Depardieu blasts French PM for calling Belgium move pathetic
FRENCH ACTOR Gerard Depardieu yesterday launched a blistering verbal assault on French Prime Minister Jean-Marc Ayrault for calling his decision to move to Belgium pathetic.
“Pathetic, you said pathetic? How pathetic is that?” Depardieu wrote in an open letter. “I am leaving because you believe that success, creation, talent, anything different must be sanctioned,” the Cyrano de Bergerac star said. He claimed he had paid a total of €145m in taxes since he started work at 14, as a printer.
Depardieu recently bought a house in the Belgian border village of Nechin, where 27 per cent of residents are French nationals, after President Francois Hollande’s socialist government passed a welter of eye-watering tax increases.
But a succession of political figures have attacked his decision, including Prime Minister Ayrault and Culture Minister Aurelie Filipetti, who pointed out that public money is lavished on the French film industry, and labelled the popular and trenchant public figure a deserter.
“When we abandon the ship and desert in the middle of an economic war, then you don’t come back and give morality lessons,” she told a French TV channel.

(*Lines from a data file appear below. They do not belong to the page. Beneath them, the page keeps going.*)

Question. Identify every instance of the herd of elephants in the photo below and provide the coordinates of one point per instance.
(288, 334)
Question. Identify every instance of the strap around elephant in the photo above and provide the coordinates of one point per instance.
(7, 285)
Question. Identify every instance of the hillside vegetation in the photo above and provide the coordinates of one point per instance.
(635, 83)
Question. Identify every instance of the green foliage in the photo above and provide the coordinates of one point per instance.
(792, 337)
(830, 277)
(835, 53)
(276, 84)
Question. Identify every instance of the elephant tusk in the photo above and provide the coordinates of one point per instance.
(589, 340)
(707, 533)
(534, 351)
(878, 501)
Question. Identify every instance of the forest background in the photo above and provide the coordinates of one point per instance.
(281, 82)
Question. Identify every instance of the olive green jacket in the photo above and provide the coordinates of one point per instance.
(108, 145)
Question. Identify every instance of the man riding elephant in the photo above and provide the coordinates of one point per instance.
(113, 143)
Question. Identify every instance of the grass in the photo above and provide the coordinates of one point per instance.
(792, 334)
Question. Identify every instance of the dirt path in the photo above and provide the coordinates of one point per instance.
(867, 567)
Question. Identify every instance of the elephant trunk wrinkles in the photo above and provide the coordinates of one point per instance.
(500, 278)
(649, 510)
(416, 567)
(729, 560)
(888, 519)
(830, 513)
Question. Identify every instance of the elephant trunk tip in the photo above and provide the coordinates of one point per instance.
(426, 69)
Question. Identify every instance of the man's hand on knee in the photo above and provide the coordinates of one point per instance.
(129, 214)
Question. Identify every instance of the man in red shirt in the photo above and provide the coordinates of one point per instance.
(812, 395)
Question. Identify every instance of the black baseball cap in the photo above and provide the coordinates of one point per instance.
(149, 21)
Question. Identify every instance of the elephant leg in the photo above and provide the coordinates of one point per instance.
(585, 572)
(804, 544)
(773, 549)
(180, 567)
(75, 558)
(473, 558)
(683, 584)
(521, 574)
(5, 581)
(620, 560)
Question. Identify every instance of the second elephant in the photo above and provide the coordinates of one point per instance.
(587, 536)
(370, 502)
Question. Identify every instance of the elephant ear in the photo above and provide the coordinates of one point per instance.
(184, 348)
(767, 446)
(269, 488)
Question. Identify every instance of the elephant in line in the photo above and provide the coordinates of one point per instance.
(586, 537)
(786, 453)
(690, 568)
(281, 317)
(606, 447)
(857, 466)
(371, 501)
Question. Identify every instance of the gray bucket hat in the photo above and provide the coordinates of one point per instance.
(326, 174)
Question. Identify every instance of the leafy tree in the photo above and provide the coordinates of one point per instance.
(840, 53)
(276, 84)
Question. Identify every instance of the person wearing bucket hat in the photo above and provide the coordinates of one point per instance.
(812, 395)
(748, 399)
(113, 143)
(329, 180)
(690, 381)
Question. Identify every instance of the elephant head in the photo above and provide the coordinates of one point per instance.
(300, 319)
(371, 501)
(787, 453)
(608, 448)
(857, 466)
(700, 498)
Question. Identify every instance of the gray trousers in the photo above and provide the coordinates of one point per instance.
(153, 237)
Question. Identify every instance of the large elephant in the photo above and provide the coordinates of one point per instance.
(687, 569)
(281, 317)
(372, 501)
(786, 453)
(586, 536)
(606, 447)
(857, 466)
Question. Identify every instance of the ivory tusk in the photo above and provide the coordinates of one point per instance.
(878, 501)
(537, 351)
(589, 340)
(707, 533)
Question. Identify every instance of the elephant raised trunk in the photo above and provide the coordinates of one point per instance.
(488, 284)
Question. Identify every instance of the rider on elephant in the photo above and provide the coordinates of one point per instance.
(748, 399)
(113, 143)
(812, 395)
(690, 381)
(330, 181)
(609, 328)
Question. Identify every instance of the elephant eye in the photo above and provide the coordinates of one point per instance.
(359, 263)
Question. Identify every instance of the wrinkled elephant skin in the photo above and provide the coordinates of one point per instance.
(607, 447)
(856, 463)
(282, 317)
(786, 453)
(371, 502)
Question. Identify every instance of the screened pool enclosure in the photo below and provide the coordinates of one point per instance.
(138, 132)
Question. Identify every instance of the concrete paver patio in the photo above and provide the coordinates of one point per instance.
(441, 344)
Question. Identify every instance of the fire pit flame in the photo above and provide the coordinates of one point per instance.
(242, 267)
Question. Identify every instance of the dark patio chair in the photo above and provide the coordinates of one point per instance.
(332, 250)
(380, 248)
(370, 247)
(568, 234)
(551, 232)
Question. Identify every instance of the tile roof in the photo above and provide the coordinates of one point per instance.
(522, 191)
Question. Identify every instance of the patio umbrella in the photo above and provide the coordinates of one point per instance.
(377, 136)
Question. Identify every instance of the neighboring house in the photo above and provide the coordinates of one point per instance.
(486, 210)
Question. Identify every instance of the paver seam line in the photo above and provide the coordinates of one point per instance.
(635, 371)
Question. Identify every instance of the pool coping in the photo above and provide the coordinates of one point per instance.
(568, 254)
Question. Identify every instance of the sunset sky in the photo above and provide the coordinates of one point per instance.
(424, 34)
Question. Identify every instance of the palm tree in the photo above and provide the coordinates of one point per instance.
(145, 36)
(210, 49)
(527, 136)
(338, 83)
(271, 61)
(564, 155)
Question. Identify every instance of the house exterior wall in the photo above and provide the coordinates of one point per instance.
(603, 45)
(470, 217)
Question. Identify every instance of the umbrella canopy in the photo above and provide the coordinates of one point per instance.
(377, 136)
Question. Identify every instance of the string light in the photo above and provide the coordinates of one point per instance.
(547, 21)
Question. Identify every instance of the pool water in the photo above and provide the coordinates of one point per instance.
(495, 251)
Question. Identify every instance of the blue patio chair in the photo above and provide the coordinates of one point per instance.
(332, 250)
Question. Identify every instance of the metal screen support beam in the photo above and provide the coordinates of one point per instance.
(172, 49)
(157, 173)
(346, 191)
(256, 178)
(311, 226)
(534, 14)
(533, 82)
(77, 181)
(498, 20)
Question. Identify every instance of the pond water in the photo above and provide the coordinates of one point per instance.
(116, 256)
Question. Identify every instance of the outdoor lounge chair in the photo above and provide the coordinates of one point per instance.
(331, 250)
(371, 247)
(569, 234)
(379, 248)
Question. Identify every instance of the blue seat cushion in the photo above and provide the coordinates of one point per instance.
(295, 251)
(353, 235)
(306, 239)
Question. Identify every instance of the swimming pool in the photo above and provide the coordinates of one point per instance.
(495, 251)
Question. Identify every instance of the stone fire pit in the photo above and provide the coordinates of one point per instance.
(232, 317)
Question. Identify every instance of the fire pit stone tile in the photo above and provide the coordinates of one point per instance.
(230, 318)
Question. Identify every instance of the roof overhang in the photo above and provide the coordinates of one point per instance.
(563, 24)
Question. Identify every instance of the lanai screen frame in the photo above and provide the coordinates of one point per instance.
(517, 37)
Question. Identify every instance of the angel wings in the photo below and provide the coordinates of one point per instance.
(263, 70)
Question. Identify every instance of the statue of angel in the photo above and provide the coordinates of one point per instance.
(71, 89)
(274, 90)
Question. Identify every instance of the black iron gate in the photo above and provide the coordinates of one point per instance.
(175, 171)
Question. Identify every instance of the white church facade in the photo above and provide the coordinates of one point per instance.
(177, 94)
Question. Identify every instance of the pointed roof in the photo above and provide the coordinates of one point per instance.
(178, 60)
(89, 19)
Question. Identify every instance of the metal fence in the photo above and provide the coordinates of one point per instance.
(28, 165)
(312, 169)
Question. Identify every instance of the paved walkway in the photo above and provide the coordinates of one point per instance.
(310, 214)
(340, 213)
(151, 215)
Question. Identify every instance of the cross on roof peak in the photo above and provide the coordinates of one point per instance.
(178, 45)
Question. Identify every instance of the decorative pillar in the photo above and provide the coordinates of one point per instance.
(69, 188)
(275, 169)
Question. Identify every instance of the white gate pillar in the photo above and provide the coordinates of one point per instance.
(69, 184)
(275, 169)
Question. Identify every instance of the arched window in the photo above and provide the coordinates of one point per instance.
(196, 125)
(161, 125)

Despite the tax hikes, wealthy UK citizens are considering moving to France, according to data from Lloyds TSB this morning. Some 22 per cent of millionaires would consider leaving the UK in the next two years, Lloyds said.
And across the whole sample – including people worth over £250,000 – a fifth cited France as the country they would most like to move to. But this was likely down to the weather, the data suggested, with 63 per cent saying poor UK weather was a key reason to move.